According to studies, about 20 percent of multiparous women have anti-HLA antibodies—the more pregnancies they had had, the higher the HLA antibodies, Dr. Gandhi says. This finding had the most implications for plasma. “When we talk about blood products, we tend to refer to the ‘red product’ and the ‘yellow product,’ because when we split whole blood into its components, the red cells would have very little plasma, and fresh frozen plasma and platelets would have a lot of plasma. So the yellow products would have much higher antibody levels, even though studies show red cells may also cause TRALI.”

In the AABB’s guideline, male-predominant plasma was recommended. “Most of the centers did go down that path, and some donor centers stopped taking female donors as plasma apheresis, with the exception of AB plasma because it was difficult to meet the needs,” Dr. Gandhi adds.

Meanwhile, improvement started becoming apparent; statistics on incidence of TRALI show that the screening measures were having an impact after 2006. “We could actually show the number of TRALI cases decreased substantially when the policy was put in place,” says Steven Kleinman, MD, senior medical advisor for the AABB and chair of the TRALI task force.

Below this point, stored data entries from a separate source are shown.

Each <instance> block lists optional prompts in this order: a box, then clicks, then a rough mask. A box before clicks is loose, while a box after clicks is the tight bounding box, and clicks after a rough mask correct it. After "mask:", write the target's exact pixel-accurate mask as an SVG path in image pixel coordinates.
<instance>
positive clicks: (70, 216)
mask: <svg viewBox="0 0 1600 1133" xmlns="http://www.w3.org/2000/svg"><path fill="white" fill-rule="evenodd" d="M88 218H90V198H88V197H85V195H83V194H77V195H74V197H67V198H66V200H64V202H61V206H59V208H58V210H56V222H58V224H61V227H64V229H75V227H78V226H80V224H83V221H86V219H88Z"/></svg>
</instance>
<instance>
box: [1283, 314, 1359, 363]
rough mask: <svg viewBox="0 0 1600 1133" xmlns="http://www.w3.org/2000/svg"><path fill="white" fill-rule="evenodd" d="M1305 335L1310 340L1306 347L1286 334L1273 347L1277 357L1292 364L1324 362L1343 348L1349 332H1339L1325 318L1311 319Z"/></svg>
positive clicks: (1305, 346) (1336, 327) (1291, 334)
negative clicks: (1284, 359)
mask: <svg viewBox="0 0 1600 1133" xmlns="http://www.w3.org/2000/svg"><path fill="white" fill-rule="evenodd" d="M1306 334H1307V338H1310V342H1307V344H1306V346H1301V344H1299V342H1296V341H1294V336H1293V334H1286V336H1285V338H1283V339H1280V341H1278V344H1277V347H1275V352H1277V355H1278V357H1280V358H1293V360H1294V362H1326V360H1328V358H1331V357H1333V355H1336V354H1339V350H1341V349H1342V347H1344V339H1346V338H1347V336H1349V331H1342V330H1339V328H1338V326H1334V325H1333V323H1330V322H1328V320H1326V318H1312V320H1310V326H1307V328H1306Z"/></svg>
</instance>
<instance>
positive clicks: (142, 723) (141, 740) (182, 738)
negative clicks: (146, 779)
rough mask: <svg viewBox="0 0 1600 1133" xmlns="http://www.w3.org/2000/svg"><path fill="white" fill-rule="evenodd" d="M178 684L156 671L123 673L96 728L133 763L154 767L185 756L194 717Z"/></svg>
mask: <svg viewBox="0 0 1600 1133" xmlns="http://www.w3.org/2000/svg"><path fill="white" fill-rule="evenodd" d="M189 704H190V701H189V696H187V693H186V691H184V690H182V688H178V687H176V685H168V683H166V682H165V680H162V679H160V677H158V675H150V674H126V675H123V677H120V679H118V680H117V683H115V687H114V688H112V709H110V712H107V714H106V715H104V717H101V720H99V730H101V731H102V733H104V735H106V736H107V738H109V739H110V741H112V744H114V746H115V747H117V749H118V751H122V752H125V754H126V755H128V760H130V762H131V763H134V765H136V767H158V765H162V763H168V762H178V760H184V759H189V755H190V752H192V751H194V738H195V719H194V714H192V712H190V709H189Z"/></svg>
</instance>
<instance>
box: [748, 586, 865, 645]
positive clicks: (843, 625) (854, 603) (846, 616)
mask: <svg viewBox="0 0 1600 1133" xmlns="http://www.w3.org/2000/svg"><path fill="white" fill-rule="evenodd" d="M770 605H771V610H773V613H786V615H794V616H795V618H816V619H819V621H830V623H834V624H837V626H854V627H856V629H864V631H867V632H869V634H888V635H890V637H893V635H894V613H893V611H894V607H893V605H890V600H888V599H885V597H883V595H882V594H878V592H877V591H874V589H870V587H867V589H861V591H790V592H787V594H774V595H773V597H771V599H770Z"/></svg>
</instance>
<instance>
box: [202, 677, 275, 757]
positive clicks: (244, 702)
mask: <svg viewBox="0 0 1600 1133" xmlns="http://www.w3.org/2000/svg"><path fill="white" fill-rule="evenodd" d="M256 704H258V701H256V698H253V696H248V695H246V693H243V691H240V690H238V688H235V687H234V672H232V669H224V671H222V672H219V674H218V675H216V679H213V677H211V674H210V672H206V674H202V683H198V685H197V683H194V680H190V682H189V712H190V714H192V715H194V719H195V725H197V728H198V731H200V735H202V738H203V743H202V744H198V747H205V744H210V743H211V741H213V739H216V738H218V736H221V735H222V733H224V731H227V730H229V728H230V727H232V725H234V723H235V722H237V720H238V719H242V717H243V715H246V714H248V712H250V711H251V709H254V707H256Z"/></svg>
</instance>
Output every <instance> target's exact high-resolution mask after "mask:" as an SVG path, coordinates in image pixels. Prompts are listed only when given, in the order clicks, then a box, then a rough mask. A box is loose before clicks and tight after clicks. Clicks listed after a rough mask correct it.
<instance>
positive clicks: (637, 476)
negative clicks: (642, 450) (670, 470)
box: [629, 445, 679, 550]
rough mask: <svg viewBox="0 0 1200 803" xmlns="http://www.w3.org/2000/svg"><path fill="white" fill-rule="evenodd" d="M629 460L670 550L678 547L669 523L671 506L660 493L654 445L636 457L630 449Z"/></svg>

When the American Red Cross looked at its numbers for plasma, the risk was significantly decreased with implementation of predominantly male plasma. The ARC is still implementing the policy in AB plasma and a lot of the TRALI they had was AB females, Dr. Kopko says. “That data was part of what led the AABB TRALI task force to say there was enough evidence to go forward with the new standard.”

Coincidentally, and unfortunately, these new restrictions on plasma for transfusion have been happening at the same time that use of group AB plasma has increased dramatically because of “massive transfusion” protocols, practiced by the military and extended to the civilian population.